A Q&A glossary of acronyms that appear in FDA medical device cybersecurity guidance, statutes, and submissions.
SPDFSecure Product Development Framework
What is an SPDF in FDA cybersecurity?
The Secure Product Development Framework (SPDF) is the lifecycle process the FDA expects every cyber-device manufacturer to use to design, build, release, and maintain medical device software. The 2026 premarket guidance treats SPDF documentation as a required submission artifact.
Source: FDA premarket guidance
SBOMSoftware Bill of Materials
What is an SBOM for an FDA submission?
An SBOM is a machine-readable inventory of every software component (open-source, third-party, and proprietary) included in a medical device. Section 524B of the FD&C Act makes an SBOM a statutory requirement for every cyber-device premarket submission.
Source: FD&C Act §524B
CBOMCybersecurity Bill of Materials
What is a Cybersecurity Bill of Materials?
A CBOM extends the SBOM concept to include hardware components and runtime libraries that affect the device's security posture. The FDA 2018 draft guidance introduced the term; it has largely been absorbed into the SBOM and HBOM concepts in modern practice.
VEXVulnerability Exploitability eXchange
What is VEX in cybersecurity?
VEX is a machine-readable statement that says whether a known vulnerability in an SBOM component is actually exploitable in the shipped product. It lets manufacturers communicate 'not affected' or 'fixed' status for CVEs without requiring customers to triage every CVE themselves.
CVDCoordinated Vulnerability Disclosure
What is Coordinated Vulnerability Disclosure?
CVD is the published process by which a manufacturer receives, triages, and remediates cybersecurity vulnerability reports from researchers and customers. The FDA postmarket guidance and ISO/IEC 29147 require every medical device manufacturer to operate one.
Source: ISO/IEC 29147
What is an FDA Refuse-To-Accept letter?
An RTA letter is the FDA's formal notice that a premarket submission was administratively incomplete and will not enter substantive review. Cybersecurity gaps under Section 524B are now one of the most common RTA causes for 510(k) submissions.
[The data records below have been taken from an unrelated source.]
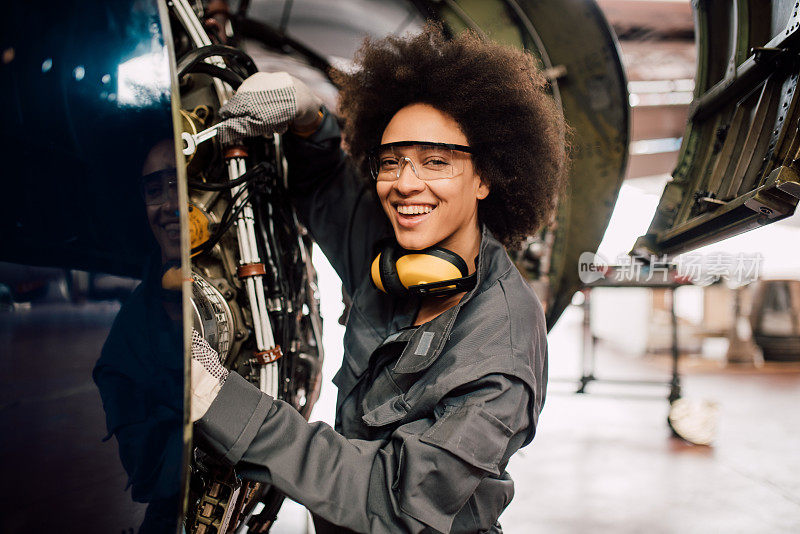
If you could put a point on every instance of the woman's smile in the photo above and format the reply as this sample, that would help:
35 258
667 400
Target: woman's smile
439 211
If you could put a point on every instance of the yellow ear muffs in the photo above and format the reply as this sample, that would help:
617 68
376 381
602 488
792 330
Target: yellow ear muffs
433 271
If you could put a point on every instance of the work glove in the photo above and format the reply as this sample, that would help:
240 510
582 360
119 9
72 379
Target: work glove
208 375
267 103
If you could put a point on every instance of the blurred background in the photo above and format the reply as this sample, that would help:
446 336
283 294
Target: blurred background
674 379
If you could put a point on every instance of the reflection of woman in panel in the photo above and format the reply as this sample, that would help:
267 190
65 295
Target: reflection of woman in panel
456 145
140 372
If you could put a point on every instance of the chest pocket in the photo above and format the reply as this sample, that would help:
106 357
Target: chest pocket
383 400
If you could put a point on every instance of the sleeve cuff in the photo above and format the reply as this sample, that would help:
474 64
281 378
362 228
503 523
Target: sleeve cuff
233 419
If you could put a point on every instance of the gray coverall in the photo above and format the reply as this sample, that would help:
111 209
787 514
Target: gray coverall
427 417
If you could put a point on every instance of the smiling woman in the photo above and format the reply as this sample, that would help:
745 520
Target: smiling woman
437 389
442 211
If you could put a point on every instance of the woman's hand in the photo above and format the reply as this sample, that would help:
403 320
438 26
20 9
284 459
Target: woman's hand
268 103
208 375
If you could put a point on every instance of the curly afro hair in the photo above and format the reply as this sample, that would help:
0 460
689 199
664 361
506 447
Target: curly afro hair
497 94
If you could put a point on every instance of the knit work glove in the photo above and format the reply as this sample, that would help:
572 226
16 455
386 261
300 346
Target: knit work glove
208 375
267 103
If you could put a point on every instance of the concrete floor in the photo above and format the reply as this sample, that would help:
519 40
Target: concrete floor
607 462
eSTARElectronic Submission Template and Resource
What is eSTAR?
eSTAR is the FDA's interactive PDF submission template. It has been mandatory for 510(k) submissions since October 2023 and for De Novo since October 2025, and contains a structured cybersecurity section.
Source: FDA eSTAR program
SaMDSoftware as a Medical Device
What is Software as a Medical Device (SaMD)?
SaMD is software intended to be used for one or more medical purposes that performs those purposes without being part of a hardware medical device. The IMDRF defined the term in 2013; FDA cybersecurity expectations apply to SaMD just as they do to embedded device software.
Source: IMDRF SaMD definition
PCCPPredetermined Change Control Plan
What is a Predetermined Change Control Plan?
A PCCP is a section of an FDA submission that pre-authorizes specified post-clearance changes (often AI/ML model updates) so the manufacturer can ship them without a new 510(k). Cybersecurity controls and re-verification testing must be documented in the PCCP.
MDS2Manufacturer Disclosure Statement for Medical Device Security
What is the MDS2 form?
The MDS2 is a HIMSS/AAMI-published standard form (AAMI/HIT 1.0) used by manufacturers to disclose security-relevant features of a device to hospital procurement teams. The FDA references it as an acceptable labeling artifact.
Source: HIMSS MDS2 form
TPLCTotal Product Life Cycle
What is TPLC in FDA terminology?
TPLC is the FDA's framework for considering a medical device across design, premarket, postmarket, and end-of-life. The cybersecurity guidance is explicitly written against the TPLC because vulnerabilities can emerge at any stage.